The devil is in the details when it comes to smooth adoption, and for teams living in an “always-on” work reality, connectivity is essential. Technology that is intuitive and feels like a natural extension of face-to-face communication will make unproductive meetings a thing of the past.
Flexibility is key.
Workers are requiring more individual time to complete projects. In fact, a recent Gensler study showed that in 2013, workers spent 54 percent of their time on work requiring individual focus, up from 48 percent in 2008. Modern offices – and the technology driving those spaces – must account for workers needing to transition easily from one task to another: from large-group brainstorms to solo projects; from laptop to mobile; from office to car to loft to coworking space to coffee shop. UX design matters as much as furniture and spatial design when it comes to the workplace of the future. All should operate harmoniously if you want employees to feel successful and reap greater productivity gains from supporting the way they uniquely work.
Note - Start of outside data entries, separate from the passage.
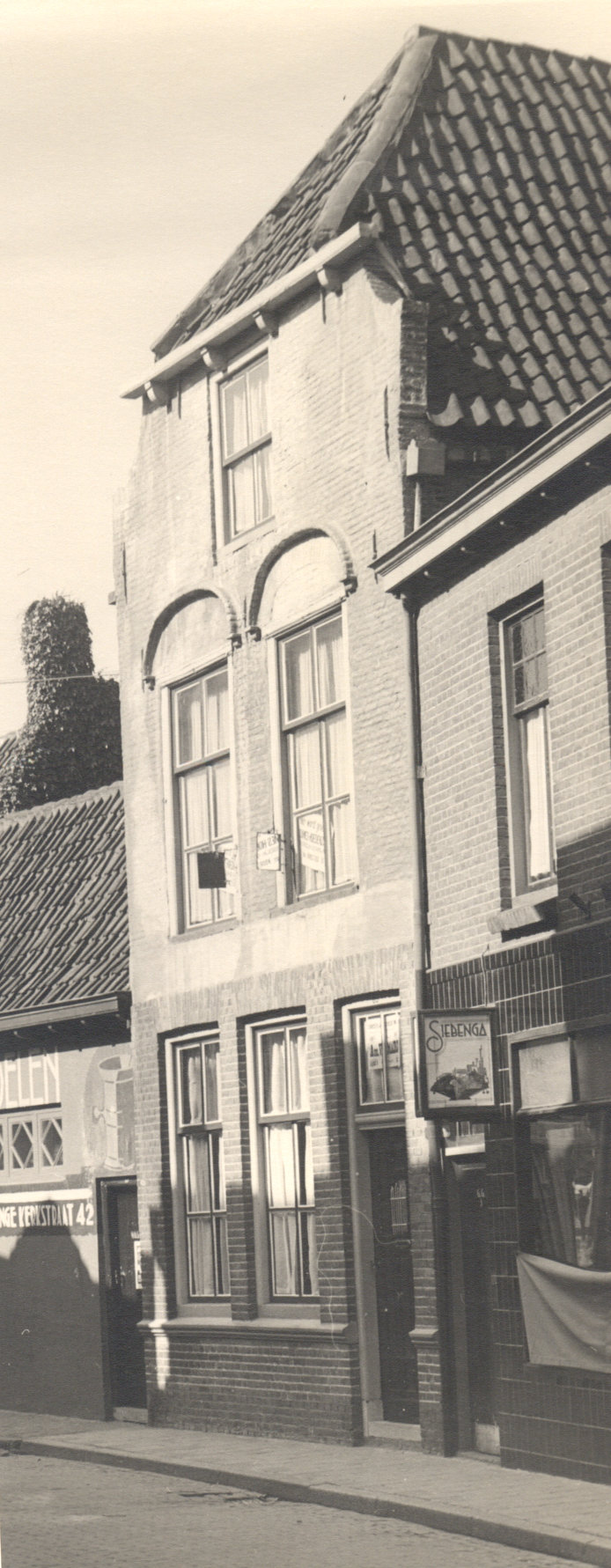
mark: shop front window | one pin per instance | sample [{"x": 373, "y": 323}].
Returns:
[{"x": 571, "y": 1174}]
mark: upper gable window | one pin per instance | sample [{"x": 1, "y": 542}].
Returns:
[
  {"x": 247, "y": 447},
  {"x": 204, "y": 795}
]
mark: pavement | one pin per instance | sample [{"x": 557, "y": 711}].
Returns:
[{"x": 467, "y": 1495}]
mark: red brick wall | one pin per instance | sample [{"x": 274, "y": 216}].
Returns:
[{"x": 462, "y": 739}]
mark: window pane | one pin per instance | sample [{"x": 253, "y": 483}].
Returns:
[
  {"x": 217, "y": 712},
  {"x": 309, "y": 1261},
  {"x": 195, "y": 806},
  {"x": 572, "y": 1188},
  {"x": 257, "y": 399},
  {"x": 221, "y": 1256},
  {"x": 281, "y": 1167},
  {"x": 372, "y": 1064},
  {"x": 191, "y": 1100},
  {"x": 335, "y": 755},
  {"x": 22, "y": 1145},
  {"x": 212, "y": 1096},
  {"x": 52, "y": 1145},
  {"x": 329, "y": 662},
  {"x": 262, "y": 477},
  {"x": 273, "y": 1073},
  {"x": 241, "y": 491},
  {"x": 283, "y": 1253},
  {"x": 188, "y": 725},
  {"x": 220, "y": 781},
  {"x": 299, "y": 1096},
  {"x": 199, "y": 899},
  {"x": 305, "y": 1162},
  {"x": 394, "y": 1076},
  {"x": 306, "y": 766},
  {"x": 311, "y": 851},
  {"x": 198, "y": 1174},
  {"x": 234, "y": 416},
  {"x": 201, "y": 1256},
  {"x": 341, "y": 843},
  {"x": 536, "y": 794},
  {"x": 298, "y": 676}
]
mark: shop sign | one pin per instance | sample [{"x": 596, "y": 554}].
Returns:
[
  {"x": 456, "y": 1064},
  {"x": 56, "y": 1210},
  {"x": 30, "y": 1079}
]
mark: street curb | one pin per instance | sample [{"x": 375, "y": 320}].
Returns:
[{"x": 434, "y": 1518}]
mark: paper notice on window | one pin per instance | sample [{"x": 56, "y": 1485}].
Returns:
[{"x": 313, "y": 843}]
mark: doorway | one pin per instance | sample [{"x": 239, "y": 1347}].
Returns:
[
  {"x": 392, "y": 1260},
  {"x": 470, "y": 1286},
  {"x": 124, "y": 1292}
]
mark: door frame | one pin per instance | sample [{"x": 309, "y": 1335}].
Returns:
[
  {"x": 470, "y": 1435},
  {"x": 104, "y": 1184},
  {"x": 361, "y": 1204}
]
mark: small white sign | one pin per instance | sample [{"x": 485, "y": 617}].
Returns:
[
  {"x": 269, "y": 851},
  {"x": 313, "y": 841}
]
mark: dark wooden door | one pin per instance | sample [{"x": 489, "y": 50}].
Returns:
[
  {"x": 472, "y": 1303},
  {"x": 394, "y": 1274},
  {"x": 124, "y": 1295}
]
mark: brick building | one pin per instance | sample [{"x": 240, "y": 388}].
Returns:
[
  {"x": 428, "y": 298},
  {"x": 70, "y": 1300},
  {"x": 510, "y": 593}
]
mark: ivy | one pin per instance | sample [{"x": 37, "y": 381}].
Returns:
[{"x": 70, "y": 739}]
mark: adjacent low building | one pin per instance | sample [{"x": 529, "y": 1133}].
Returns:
[{"x": 70, "y": 1247}]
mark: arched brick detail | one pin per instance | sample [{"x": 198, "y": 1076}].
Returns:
[
  {"x": 166, "y": 615},
  {"x": 283, "y": 543}
]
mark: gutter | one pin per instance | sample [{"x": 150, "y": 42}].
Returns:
[
  {"x": 541, "y": 461},
  {"x": 68, "y": 1012},
  {"x": 317, "y": 269}
]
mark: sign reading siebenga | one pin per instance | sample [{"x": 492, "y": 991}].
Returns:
[
  {"x": 56, "y": 1210},
  {"x": 456, "y": 1074}
]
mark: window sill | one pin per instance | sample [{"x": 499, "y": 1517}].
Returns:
[
  {"x": 206, "y": 931},
  {"x": 309, "y": 901},
  {"x": 532, "y": 909},
  {"x": 253, "y": 1325}
]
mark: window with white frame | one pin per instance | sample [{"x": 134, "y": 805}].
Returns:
[
  {"x": 202, "y": 797},
  {"x": 247, "y": 447},
  {"x": 32, "y": 1144},
  {"x": 528, "y": 748},
  {"x": 201, "y": 1170},
  {"x": 315, "y": 756},
  {"x": 283, "y": 1122},
  {"x": 378, "y": 1042}
]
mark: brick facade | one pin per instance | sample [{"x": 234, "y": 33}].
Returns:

The workplace of the future, according to Howder, can have a “modular approach to furniture, giving employees a budget to choose from a collection of pieces that allow them to customize standing or sitting desk features, desk space, and other elements that adapt to both their type of work and their individual bodies and work styles.” Ergonomic chairs custom-made to fit your body have been added to the list of possibilities, too.
Just as your furniture should support your work style (literally), so too should your technology be anything but one-size-fits-all. Employees should be able to choose Mac or PC, work-at-home or work on-the-go, and applications should equip them to have all of their customer, team, and project information at the ready regardless of where work happens.
Boundaries are shifting.
According to Ken Raisbeck, EMEA head of occupier advisory at CBRE, Ltd., “agile, flexible working [will] become the norm, [and as a result] workplaces will become more of a luxury or reward.” With workspace becoming a work perk, expect fewer distinctions between work life and personal life. As more employees are given the option to work remotely – either as an incentive or as an option to tap talent across an increasingly distributed workforce – work is becoming more energized by all that can be accomplished within a single day.
The workspace of the future rewards teams with the freedom to dial in or log on whenever, wherever, however it suits them best. In doing so, we’re giving rise to a new definition of “business hours.” We’re redefining what it means to be “open.” We’re reimagining what it means to be available, connected, and engaged. And we’re that much closer to fulfilling all the promises of the future of work.